Let me preface this by saying I'm not a Thomas Pynchon fan - I mean, I read Crying of Lot 49 and would like to read more Pynchon some time but I'm not among his faithful followers. Anyway, The Wall Street Journal today reports that Pynchon has released a piece of, gasp, genre fiction that has got the literary blogosphere baffled. Why, everyone wonders, is this literary giant dabbling in such a shallow art form? Is he being clever? Satirical? Just having fun? Just following his heart?
Or, are some of the distinctions we make in literature artificial? Are genre labels and the assumptions that come with them boxes that we try to squeeze things in. Is Pynchon writing a detective novel simply because it's what he's creating?
I've a lot more to say on this - it's an idea close to my heart and interests and has been for years - but I won't get into it now. You can probably imagine where I come in this: if I haven't made myself clear (or if you're just finding this blog) I think the way we analyze and divide literature is frequently but not always artificial. My personal preferences in fiction have always been either to capital-L Literature that is as entertaining as genre fiction or to so-called genre fiction that is as powerful or dynamic as capital-L Literature. This blog's old favorites - Maugham, Trevanian, Orwell - come to mind.

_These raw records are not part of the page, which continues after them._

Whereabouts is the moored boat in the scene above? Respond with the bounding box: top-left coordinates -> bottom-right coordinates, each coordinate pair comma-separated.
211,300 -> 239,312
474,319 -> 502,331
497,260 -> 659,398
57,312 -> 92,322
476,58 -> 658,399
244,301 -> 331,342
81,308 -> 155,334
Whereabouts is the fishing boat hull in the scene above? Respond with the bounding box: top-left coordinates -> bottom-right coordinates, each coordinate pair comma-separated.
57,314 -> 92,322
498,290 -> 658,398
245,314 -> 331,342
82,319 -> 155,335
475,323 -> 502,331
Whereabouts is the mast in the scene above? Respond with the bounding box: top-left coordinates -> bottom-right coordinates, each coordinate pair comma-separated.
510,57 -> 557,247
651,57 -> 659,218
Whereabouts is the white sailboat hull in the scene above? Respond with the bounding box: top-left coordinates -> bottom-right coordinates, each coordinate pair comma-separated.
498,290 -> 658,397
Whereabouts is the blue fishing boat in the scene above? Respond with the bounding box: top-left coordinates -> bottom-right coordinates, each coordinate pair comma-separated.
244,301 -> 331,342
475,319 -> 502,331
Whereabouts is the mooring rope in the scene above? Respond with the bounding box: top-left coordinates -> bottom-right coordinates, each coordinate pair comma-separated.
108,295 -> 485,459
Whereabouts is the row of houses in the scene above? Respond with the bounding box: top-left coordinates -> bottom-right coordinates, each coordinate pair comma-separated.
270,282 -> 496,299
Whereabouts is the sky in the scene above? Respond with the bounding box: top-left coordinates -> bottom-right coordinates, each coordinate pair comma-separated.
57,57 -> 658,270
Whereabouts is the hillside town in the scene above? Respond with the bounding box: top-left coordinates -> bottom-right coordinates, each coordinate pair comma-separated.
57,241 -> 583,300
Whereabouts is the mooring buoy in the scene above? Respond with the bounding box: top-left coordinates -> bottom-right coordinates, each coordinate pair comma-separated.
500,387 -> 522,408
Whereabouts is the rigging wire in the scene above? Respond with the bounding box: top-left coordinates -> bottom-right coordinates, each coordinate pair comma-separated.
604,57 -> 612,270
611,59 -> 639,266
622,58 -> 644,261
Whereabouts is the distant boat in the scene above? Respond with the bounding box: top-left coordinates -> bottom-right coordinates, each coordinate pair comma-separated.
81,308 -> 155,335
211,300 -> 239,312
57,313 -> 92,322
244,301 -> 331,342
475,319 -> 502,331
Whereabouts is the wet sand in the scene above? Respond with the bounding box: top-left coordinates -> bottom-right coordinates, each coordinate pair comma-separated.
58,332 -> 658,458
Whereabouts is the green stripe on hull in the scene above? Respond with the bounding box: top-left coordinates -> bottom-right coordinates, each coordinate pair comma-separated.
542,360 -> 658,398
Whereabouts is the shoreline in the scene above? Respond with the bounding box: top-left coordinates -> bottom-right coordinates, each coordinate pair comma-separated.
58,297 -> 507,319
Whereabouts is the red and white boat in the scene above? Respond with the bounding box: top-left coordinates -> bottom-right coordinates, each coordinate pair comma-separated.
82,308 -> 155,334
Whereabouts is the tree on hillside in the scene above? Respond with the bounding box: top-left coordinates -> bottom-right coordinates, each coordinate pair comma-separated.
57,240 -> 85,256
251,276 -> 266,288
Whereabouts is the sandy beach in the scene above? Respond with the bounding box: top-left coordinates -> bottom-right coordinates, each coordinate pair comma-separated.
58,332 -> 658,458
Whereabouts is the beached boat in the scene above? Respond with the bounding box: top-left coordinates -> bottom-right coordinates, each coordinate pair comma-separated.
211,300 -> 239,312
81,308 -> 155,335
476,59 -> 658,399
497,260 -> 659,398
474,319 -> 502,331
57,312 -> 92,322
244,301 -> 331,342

I'm less interested in Pynchon and more interested in the topic but my gut is anyone as reclusive as Salinger but who appears on The Simpsons has probably got a sense of humor and lives by his own rules. I mean, the reason for distinctions and analysis are clear and sometimes necessary but most of what interests us in fiction does or should transcend categories. More later; this is an old discussion with me.